I was in London last week for work, and I took to opportunity to try commuting by Barclay Bike. The idea is pretty much the same as the Paris scheme: You grab a bike from one of hundreds of kiosks throughout the city, pedal where you want to go, then return it at another kiosk when you arrive.
Here’s a few initial observations:
- Unlike Paris, London isn’t a city of long, straight boulevards and imperial roundabouts. The streets are barely wider than the taxis careening through them , and drivers aren’t eager to share the space.
- Pedestrians and fellow bicyclists seem similarly irritated to have you, yet another projectile, to compete with.
- Beyond the challenges of the baseline infrastructure and its constituents, London basically has no bike lanes.
- You sometimes see a bicycle graphic painted on the road, but without grade separation or paint indicating space reserved for bikes, these graphics just direct you where to huddle for comfort.

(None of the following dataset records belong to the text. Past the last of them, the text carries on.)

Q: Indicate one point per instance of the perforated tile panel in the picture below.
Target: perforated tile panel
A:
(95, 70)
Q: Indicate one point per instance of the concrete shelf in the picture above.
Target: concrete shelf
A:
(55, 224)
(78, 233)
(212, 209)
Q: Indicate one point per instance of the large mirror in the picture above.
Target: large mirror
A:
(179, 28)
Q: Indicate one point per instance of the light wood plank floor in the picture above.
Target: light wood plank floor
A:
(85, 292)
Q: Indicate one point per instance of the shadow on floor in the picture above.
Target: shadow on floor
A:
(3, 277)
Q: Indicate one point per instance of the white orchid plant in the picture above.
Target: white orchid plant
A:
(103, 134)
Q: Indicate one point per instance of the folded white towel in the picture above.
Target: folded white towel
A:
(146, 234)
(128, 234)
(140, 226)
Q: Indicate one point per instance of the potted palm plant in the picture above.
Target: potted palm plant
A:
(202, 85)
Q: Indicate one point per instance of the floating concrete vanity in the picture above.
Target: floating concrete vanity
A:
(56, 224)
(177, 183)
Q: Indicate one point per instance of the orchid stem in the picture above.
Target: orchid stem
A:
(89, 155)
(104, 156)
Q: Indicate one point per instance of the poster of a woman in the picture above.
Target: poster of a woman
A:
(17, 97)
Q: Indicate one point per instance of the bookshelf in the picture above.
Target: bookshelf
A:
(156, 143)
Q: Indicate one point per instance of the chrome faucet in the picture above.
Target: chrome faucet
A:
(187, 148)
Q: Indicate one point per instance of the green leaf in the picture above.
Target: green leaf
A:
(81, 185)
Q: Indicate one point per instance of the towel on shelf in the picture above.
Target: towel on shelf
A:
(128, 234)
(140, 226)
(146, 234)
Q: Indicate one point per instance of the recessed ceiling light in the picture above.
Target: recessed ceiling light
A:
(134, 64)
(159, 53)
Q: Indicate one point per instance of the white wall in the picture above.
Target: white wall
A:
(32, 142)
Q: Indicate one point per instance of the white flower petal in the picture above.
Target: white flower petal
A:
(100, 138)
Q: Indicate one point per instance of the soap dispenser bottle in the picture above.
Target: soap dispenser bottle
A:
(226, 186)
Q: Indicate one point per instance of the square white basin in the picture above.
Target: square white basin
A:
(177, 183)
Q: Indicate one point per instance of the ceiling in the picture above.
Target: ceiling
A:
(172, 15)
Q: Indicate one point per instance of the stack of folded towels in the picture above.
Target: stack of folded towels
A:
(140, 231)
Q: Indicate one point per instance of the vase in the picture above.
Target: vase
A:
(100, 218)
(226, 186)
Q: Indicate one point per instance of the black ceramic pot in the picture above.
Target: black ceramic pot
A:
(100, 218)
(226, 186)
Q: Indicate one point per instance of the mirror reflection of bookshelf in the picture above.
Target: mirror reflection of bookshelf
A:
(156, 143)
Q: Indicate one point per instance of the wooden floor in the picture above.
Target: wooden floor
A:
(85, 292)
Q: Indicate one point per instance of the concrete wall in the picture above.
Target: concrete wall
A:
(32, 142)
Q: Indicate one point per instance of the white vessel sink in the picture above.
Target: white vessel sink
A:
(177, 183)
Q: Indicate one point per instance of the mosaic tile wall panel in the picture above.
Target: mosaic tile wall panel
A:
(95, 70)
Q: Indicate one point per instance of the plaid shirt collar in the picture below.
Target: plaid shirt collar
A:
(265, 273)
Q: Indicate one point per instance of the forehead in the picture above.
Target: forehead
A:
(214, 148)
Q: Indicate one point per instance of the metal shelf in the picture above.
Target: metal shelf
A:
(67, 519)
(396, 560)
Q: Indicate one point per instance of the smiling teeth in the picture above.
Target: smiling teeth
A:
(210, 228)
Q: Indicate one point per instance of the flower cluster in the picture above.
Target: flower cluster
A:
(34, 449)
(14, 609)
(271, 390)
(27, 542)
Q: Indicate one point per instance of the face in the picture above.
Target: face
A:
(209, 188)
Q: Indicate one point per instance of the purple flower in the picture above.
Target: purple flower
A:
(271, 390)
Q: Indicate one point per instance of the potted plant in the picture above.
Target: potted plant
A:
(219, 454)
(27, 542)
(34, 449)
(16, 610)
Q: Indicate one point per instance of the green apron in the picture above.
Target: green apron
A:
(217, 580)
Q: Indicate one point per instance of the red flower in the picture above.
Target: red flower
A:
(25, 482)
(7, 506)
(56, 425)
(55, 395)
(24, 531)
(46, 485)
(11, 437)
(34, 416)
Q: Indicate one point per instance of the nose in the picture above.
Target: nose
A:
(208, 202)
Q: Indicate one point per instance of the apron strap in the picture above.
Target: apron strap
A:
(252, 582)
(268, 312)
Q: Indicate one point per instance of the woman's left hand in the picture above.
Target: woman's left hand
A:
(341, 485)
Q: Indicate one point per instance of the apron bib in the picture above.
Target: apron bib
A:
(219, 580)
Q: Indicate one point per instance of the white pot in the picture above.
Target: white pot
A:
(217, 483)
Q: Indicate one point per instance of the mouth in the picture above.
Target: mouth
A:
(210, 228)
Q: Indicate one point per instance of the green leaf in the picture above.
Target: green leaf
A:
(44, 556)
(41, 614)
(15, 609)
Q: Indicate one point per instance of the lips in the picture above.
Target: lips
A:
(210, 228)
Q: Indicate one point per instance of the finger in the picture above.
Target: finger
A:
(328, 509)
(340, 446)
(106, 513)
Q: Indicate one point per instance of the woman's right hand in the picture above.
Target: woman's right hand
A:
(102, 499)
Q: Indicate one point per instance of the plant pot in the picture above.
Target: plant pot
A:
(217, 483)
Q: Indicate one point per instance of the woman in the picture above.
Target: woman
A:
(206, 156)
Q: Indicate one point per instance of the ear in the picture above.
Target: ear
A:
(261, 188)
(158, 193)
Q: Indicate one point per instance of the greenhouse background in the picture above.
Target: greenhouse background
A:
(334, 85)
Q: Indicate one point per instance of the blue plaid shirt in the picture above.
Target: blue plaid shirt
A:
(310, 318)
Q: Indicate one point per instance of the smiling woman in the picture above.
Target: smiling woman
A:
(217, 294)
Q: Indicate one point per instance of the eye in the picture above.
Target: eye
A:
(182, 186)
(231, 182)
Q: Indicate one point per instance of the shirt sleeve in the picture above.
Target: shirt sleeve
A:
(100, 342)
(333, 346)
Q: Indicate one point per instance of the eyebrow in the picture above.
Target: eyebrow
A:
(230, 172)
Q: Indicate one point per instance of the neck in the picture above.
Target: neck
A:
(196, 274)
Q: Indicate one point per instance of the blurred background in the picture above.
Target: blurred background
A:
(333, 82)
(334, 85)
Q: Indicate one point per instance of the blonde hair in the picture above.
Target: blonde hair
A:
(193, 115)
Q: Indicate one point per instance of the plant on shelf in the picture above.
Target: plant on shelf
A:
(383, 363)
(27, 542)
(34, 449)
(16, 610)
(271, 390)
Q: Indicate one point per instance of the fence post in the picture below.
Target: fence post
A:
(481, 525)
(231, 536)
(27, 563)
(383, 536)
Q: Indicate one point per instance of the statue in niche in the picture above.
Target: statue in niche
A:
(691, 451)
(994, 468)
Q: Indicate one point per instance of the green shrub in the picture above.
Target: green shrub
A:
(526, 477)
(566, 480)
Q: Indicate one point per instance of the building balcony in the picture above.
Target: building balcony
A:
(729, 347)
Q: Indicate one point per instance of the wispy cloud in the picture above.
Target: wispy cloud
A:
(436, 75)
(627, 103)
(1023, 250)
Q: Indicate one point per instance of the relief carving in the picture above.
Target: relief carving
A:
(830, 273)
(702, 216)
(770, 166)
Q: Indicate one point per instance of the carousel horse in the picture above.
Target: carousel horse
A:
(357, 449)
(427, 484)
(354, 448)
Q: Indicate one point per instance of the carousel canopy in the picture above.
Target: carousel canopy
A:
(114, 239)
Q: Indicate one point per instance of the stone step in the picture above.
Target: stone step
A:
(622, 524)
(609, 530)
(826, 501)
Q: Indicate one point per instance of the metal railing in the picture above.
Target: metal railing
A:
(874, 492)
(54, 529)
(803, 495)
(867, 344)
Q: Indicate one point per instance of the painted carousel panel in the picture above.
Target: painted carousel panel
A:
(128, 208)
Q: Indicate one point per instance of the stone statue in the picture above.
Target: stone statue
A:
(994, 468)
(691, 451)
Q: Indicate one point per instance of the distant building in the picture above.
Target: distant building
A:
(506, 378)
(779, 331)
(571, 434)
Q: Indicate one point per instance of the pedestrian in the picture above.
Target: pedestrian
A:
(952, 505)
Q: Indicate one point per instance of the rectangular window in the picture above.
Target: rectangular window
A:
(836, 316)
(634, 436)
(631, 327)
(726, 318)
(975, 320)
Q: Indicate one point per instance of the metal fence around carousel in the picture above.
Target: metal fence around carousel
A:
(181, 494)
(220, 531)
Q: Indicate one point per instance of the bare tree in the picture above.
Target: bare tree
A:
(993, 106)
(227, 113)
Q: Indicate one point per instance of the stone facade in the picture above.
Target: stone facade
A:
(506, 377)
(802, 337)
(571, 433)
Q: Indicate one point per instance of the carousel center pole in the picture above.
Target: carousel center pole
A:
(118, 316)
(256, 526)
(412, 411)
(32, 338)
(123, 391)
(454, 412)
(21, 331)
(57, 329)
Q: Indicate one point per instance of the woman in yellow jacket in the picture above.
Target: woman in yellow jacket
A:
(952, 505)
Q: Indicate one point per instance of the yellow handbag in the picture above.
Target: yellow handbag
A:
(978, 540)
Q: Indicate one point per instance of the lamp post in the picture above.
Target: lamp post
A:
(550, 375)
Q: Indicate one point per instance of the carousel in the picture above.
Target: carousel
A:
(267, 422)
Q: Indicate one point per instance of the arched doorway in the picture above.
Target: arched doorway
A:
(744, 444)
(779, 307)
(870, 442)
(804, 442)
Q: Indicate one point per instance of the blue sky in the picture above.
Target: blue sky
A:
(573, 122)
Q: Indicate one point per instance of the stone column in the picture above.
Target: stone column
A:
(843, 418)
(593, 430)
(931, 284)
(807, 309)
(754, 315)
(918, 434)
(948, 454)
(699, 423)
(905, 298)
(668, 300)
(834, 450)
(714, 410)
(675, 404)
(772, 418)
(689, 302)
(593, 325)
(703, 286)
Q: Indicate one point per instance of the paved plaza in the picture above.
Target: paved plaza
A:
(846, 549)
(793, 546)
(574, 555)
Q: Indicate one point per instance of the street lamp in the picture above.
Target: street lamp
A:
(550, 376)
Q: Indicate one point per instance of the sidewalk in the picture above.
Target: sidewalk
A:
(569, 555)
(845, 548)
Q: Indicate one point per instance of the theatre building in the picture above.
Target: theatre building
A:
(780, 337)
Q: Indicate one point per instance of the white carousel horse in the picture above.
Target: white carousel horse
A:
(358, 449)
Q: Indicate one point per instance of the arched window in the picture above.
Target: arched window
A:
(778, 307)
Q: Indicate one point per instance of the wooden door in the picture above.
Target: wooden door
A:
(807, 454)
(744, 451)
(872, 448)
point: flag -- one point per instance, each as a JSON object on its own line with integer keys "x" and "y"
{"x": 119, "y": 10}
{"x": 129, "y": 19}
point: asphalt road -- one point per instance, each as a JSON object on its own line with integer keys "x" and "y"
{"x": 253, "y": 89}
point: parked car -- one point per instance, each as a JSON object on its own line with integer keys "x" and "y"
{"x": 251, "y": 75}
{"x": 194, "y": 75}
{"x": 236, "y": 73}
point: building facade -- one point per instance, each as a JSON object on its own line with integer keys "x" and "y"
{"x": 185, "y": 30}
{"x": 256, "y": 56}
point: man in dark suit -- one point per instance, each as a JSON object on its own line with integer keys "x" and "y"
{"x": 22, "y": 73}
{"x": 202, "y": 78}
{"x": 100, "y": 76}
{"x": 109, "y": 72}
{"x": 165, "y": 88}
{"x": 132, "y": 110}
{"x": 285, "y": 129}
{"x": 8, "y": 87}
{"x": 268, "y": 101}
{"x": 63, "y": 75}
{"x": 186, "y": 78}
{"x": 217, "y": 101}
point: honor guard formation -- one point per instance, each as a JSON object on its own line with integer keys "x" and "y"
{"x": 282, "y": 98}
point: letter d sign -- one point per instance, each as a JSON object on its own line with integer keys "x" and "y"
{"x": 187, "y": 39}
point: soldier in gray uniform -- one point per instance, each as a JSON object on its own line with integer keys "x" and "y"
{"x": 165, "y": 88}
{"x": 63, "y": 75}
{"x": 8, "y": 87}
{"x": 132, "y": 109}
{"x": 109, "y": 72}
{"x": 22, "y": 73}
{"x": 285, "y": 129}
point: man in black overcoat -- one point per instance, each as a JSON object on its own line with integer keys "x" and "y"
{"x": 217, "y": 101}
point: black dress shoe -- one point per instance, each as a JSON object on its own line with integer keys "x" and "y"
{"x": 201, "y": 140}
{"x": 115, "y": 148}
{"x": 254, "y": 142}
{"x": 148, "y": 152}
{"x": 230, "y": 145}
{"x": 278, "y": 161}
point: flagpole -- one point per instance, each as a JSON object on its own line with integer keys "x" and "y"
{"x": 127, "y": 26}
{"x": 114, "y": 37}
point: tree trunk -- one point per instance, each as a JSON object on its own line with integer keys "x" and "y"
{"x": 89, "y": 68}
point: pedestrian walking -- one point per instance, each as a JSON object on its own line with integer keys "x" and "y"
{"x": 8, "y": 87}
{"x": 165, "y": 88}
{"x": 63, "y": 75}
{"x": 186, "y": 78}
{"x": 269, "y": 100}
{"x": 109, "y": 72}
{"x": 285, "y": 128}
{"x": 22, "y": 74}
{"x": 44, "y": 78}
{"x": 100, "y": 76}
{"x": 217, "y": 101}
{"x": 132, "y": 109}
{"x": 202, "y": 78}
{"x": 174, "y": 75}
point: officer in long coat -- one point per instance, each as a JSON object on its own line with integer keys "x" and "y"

- Every once in awhile a proper bike lane will appear. Sometimes it shows up on the other side of the road (I’m looking at you, Gower Street), forcing you to cross two lanes of traffic to get to it. Then after 100 meters it disappears, and you cross back over.
- So biking in London requires a a lot more concentration than biking in other cities. The combination of aggressive fellow travelers and ambiguous reserved space requires you to make up the rules as you go along. It’s not unusual to see one biker on the left side of the line of cars and another to the right of them.
- The bike scheme itself has problems too. Of my 14 attempts to rent a bike, only nine of were successful. Sometimes the bike stations said ‘terminal disconnected’. Sometimes the release codes didn’t work on the bikes parked at the kiosks. One time the kiosk was out of paper to print my release code.
- It’s really this lack of reliability that’s the closest thing to a fatal blow to the scheme. When you’re on your way somewhere, you need to be able to estimate your arrival time. Suddenly having to walk 10 minutes to the next bike-kiosk because the nearest one doesn’t work is enough to drive you back to the Tube. Sure, it’s the temperature of Venus down there, but at least you know how long you have to endure it before you arrive.
- All my bitching aside, it was nice to discover that biking through central London is slightly less life-threatening than I expected. The traffic looks intimidating from the sidewalk, but from the street you just feel like part of a school of incredibly aggressive fish. As long as you don’t do anything unexpected, you’ll probably make it.